O presidente indicou Mendonça para a vaga de Marco Aurélio Mello no STF em julho, mas até agora, em meio a sucessivas crises políticas, a Comissão de Constituição e Justiça (CCJ) do Senado não agendou a sabatina com o ex-ministro.

Bolsonaro disse ter feito dois pedidos a Mendonça para quando ele tomar posse no STF: que faça uma oração dentro do Corte toda semana e para que o convide uma vez por mês para “tomar uma tubaína”. Nesse momento, disse que está à disposição para se reunir também com parlamentares, porque “os Três Poderes têm que remar na mesma direção para que nosso país vá para frente”.

Ao discursar, pouco antes do presidente, Mendonça, que além de advogado é pastor presbiteriano, disse que “o tempo de Deus é relativo” e que foi Deus que fez Bolsonaro indicá-lo ao STF. “Até 2005 eu não conhecia Brasília e, quinze anos depois, Deus pega um menino do interior de São Paulo e coloca ele diante de um presidente da República, que o indica para uma vaga no Supremo Tribunal Federal. Deus faz coisas impossíveis”, afirmou.
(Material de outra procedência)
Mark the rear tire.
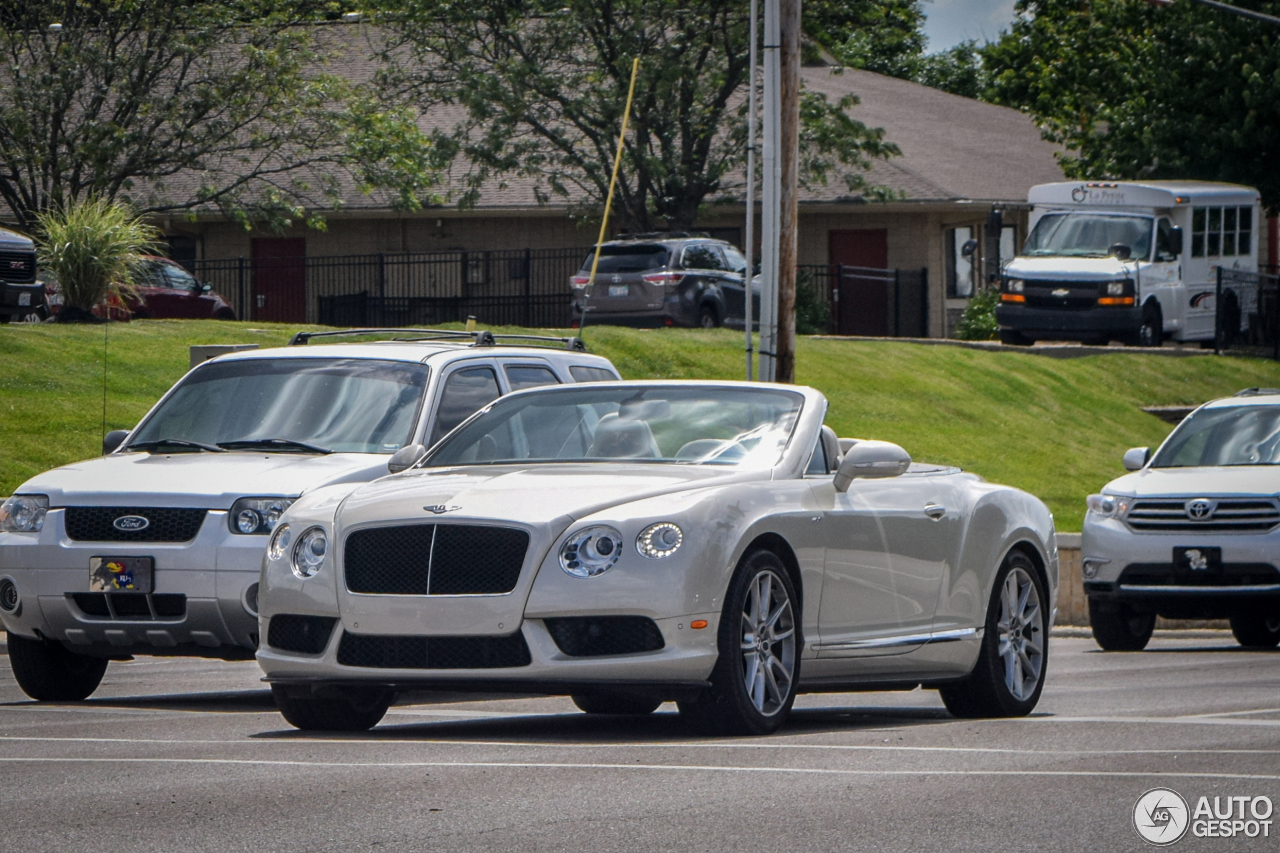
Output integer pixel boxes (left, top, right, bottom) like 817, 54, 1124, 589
678, 551, 804, 735
1089, 598, 1156, 652
1231, 613, 1280, 648
572, 693, 662, 716
938, 551, 1050, 720
271, 684, 396, 731
8, 631, 106, 702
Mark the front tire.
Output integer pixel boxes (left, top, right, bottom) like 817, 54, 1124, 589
1231, 613, 1280, 648
271, 684, 396, 731
678, 551, 803, 735
8, 631, 106, 702
1089, 598, 1156, 652
571, 693, 662, 716
938, 551, 1050, 719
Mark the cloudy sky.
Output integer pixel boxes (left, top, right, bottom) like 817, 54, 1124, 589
924, 0, 1014, 53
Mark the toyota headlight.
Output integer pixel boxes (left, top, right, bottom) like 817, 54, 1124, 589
636, 521, 685, 560
561, 526, 622, 578
0, 494, 49, 533
228, 498, 293, 534
1084, 494, 1130, 519
292, 528, 329, 580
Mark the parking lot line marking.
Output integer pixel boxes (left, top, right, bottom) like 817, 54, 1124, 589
0, 733, 1280, 758
0, 757, 1280, 781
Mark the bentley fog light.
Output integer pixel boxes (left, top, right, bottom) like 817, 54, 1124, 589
636, 521, 685, 560
266, 524, 293, 560
1084, 494, 1129, 519
293, 528, 329, 579
561, 526, 622, 578
228, 498, 293, 534
0, 494, 49, 533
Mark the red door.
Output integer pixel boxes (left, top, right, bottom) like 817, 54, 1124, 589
827, 228, 891, 337
250, 237, 307, 323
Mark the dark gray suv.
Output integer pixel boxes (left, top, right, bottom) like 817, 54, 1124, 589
570, 233, 760, 329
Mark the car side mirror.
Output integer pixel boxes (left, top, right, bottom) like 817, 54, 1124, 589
1124, 447, 1151, 471
102, 429, 129, 456
387, 444, 426, 474
836, 441, 911, 492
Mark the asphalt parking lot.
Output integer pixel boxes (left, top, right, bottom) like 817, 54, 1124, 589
0, 631, 1280, 853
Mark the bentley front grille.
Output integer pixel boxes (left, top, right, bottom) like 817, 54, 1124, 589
65, 506, 209, 542
343, 524, 529, 596
338, 631, 532, 670
1125, 498, 1280, 533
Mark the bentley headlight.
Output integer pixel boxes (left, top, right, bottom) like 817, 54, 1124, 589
1084, 494, 1129, 519
636, 521, 685, 560
0, 494, 49, 533
293, 528, 329, 580
561, 526, 622, 578
266, 524, 293, 560
228, 498, 293, 534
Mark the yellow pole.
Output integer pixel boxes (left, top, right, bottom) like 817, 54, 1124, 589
580, 56, 640, 327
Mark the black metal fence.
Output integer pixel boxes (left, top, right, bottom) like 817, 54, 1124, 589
192, 248, 590, 328
1213, 268, 1280, 361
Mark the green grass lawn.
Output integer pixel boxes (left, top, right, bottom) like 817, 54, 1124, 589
0, 320, 1280, 530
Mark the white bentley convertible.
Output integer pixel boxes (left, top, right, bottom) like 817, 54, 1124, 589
257, 382, 1057, 734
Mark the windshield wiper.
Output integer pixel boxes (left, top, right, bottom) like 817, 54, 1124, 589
127, 438, 227, 453
218, 438, 333, 453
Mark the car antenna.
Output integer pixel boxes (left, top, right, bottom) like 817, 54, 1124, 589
577, 56, 640, 341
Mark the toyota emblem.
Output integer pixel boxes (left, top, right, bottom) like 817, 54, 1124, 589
1187, 498, 1217, 521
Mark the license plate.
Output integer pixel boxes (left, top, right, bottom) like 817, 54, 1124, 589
88, 557, 155, 592
1174, 548, 1222, 574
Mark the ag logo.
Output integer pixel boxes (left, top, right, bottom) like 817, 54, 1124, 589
1185, 498, 1217, 521
1133, 788, 1190, 847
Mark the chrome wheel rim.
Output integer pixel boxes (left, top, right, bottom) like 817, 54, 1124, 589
742, 571, 796, 717
996, 567, 1044, 702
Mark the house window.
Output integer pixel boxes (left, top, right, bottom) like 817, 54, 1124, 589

O simpósio é promovido pela Confederação dos Conselhos de Pastores do Brasil, presidida pelo bispo Robson Rodovalho, fundador da Igreja Sara Nossa Terra. Bolsonaro foi ao evento acompanhado de sete ministros, entre eles Onyx Lorenzoni (Trabalho e Previdência), Marcelo Queiroga (Saúde), Anderson Torres (Justiça e Segurança Pública) e Damares Alves (Mulher, Família e Direitos Humanos), que também já declarou ser “terrivelmente cristã”.

Pandemia

Em seu discurso aos cerca de 600 pastores presentes no evento, Bolsonaro disse ter a “consciência muito tranquila” sobre sua atuação diante da pandemia, que matou 598 mil brasileiros desde março de 2020, segundo os números oficiais. “Fiz a minha parte”, disse Bolsonaro, que reiterou a defesa do suposto “tratamento precoce” contra a covid-19, comprovadamente ineficaz, e ridicularizou a cúpula da Comissão Parlamentar de Inquérito (CPI) da Covid. “Temos que nos consultar com os Três Patetas da CPI?”
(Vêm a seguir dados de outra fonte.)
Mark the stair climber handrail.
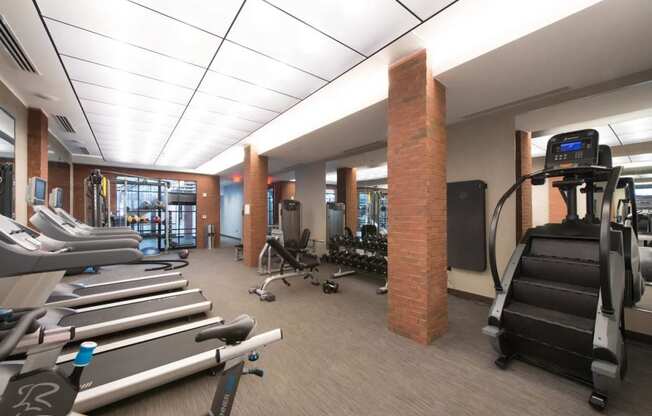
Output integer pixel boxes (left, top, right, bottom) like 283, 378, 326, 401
489, 170, 545, 293
600, 166, 623, 315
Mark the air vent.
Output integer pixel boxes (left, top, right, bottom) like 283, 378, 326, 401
0, 15, 39, 74
54, 116, 76, 133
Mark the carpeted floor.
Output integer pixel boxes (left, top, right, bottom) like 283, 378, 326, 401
65, 242, 652, 416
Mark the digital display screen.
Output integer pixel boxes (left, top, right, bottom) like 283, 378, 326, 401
34, 179, 47, 201
559, 141, 582, 153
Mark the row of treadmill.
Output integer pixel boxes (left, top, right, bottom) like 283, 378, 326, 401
0, 178, 282, 416
483, 130, 652, 410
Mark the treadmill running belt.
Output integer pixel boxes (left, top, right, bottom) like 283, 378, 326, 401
75, 275, 180, 296
59, 292, 206, 328
58, 323, 223, 387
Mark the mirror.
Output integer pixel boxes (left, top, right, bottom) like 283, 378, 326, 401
0, 108, 16, 218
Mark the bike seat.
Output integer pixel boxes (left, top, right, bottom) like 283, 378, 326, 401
195, 315, 256, 345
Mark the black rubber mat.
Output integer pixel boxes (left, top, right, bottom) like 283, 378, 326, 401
75, 275, 182, 296
59, 292, 206, 328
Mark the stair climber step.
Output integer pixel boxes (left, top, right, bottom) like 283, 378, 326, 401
505, 332, 593, 385
502, 301, 595, 357
520, 255, 600, 289
512, 276, 599, 319
530, 237, 600, 262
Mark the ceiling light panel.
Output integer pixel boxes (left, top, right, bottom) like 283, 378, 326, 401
211, 41, 326, 99
269, 0, 418, 56
73, 81, 185, 117
401, 0, 454, 20
46, 20, 204, 89
38, 0, 220, 67
189, 92, 278, 123
227, 0, 364, 80
133, 0, 242, 36
199, 71, 299, 113
61, 56, 194, 105
611, 117, 652, 135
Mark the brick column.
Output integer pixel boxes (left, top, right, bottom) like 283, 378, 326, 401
387, 50, 448, 344
336, 168, 358, 233
27, 108, 48, 218
515, 130, 532, 243
242, 146, 267, 267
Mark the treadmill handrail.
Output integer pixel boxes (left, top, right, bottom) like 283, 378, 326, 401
600, 166, 623, 315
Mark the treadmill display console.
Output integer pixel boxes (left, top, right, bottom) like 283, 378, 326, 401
546, 129, 599, 169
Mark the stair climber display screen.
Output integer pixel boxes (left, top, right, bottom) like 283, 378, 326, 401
546, 130, 599, 169
483, 130, 642, 409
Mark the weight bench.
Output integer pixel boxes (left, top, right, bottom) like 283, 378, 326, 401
249, 238, 320, 302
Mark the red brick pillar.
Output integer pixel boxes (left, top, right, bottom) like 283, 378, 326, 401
387, 50, 448, 344
27, 108, 48, 218
242, 146, 267, 267
337, 168, 358, 233
515, 130, 532, 243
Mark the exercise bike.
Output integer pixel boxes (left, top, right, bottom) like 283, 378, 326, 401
195, 315, 283, 416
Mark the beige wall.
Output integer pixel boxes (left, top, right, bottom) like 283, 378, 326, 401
0, 81, 27, 224
294, 162, 326, 254
447, 113, 516, 297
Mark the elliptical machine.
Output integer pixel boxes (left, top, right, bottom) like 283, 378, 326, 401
483, 130, 644, 410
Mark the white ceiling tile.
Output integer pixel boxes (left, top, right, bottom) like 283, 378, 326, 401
628, 153, 652, 163
182, 110, 262, 137
618, 129, 652, 144
227, 0, 364, 79
61, 56, 194, 105
211, 41, 326, 99
134, 0, 242, 36
73, 82, 185, 117
611, 117, 652, 135
401, 0, 454, 20
611, 156, 631, 166
188, 92, 278, 123
47, 20, 205, 88
199, 71, 299, 113
594, 126, 620, 146
270, 0, 418, 56
38, 0, 221, 67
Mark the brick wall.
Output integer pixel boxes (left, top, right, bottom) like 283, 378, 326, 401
242, 146, 267, 267
73, 165, 220, 248
48, 162, 70, 212
515, 130, 532, 242
27, 108, 48, 218
336, 168, 358, 233
387, 50, 448, 344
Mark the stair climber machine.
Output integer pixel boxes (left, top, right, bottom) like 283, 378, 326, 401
483, 130, 645, 410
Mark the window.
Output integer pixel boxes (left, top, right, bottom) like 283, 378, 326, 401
326, 188, 337, 203
267, 188, 274, 225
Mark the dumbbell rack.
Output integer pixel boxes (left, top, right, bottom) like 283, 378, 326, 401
322, 236, 387, 294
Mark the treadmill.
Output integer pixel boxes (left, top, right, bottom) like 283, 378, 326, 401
0, 228, 282, 414
29, 183, 143, 243
23, 178, 188, 308
0, 211, 212, 348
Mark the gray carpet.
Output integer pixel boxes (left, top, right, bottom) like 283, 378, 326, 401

Bolsonaro disse ainda que o fato de ter se aconselhado com os médicos negacionistas Nise Yamagushi e Osmar Terra, seu ex-ministro da Cidadania, não configura a formação de um “gabinete paralelo”, como aponta a CPI. “Conversei com Nise Yamagushi, conversei com Osmar Terra e isso passou a ser gabinete paralelo. E conversei em lives, com embaixadores, com médicos do Brasil”, afirmou o presidente.

Nesta terça-feira, o relator da CPI da Covid, senador Renan Calheiros (MDB-AL), disse que “com certeza” pedirá o indiciamento de Bolsonaro em seu parecer final por crimes de responsabilidade e crimes contra a vida. Além disso, disse que, do ponto de vista do direito internacional, estuda acusar o presidente de crimes contra a humanidade e, relação aos indígenas, de genocídio.

7 de Setembro

Bolsonaro também se queixou da investigação do Tribunal Superior Eleitoral (TSE) sobre os atos que ele convocou para 7 de Setembro. Na ocasião, Bolsonaro reuniu milhares de apoiadores nas ruas, chamou o ministro do STF Alexandre de Moraes de “canalha” e afirmou que não mais cumpriria suas ordens judiciais.
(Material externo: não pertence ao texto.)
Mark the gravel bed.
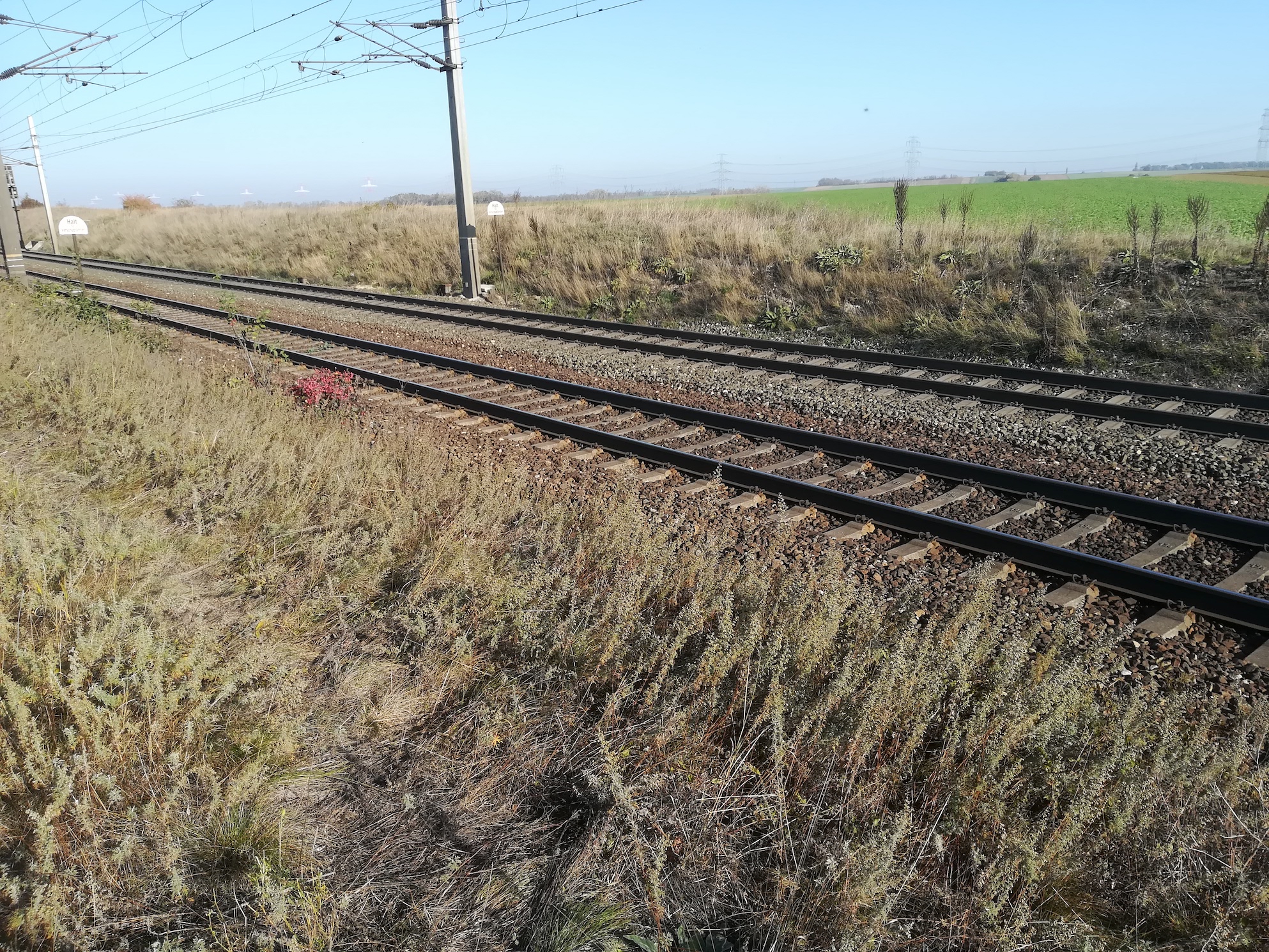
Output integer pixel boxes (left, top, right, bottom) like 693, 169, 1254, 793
996, 505, 1084, 542
161, 333, 1269, 707
934, 489, 1013, 522
1068, 519, 1164, 562
1150, 538, 1255, 585
64, 266, 1269, 518
1243, 578, 1269, 599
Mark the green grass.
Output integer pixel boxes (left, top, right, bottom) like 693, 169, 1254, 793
740, 175, 1269, 236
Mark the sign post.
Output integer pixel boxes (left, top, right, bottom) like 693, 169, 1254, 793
57, 215, 88, 292
486, 202, 506, 280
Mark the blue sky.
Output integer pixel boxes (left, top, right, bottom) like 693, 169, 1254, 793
0, 0, 1269, 206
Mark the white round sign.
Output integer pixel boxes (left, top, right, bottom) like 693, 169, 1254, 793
57, 215, 88, 235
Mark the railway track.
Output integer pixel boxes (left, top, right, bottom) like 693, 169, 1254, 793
31, 252, 1269, 447
40, 274, 1269, 661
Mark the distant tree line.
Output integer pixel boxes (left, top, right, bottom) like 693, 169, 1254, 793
816, 173, 959, 185
1139, 162, 1269, 171
382, 187, 768, 204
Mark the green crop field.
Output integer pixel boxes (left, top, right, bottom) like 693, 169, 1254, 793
739, 175, 1269, 236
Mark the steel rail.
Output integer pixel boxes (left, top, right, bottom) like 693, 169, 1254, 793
27, 252, 1269, 418
29, 263, 1269, 441
42, 272, 1269, 548
57, 286, 1269, 650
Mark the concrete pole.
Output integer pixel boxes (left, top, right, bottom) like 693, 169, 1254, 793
440, 0, 480, 300
0, 165, 27, 284
27, 116, 62, 255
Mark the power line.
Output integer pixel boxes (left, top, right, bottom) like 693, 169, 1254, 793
32, 0, 642, 156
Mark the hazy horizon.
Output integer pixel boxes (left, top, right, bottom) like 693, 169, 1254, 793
0, 0, 1269, 207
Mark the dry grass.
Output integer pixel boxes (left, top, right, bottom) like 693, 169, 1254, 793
0, 291, 1269, 952
24, 199, 1269, 385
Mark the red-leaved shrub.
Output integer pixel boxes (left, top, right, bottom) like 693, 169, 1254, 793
291, 367, 353, 408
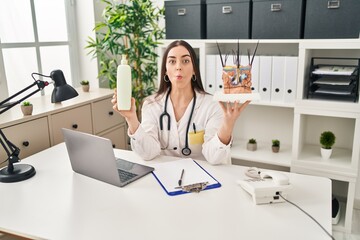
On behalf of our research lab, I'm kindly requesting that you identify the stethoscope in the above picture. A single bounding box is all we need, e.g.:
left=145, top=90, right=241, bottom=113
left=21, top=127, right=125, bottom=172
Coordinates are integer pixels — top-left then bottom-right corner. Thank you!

“Estamos mudando as cores do Brasil. Há poucos anos só se via vermelho por aí, hoje é um mar de verde e amarelo”, afirmou o presidente. “O TSE está investigando os ‘atos antidemocráticos de 7 de Setembro’. Quem financiou? Não tem do que nos acusar. São os saudosos da corrupção, dos desmandos.”

Bolsonaro fez ainda um apanhado do que chamou de tentativas de “destruir a família brasileira” supostamente feitas no passado, e disse que, caso não seja reeleito, elas iriam voltar. “Não podemos esquecer isso, pessoal, porque tem gente que, voltando ao poder, vai ressuscitar tudo isso aí.”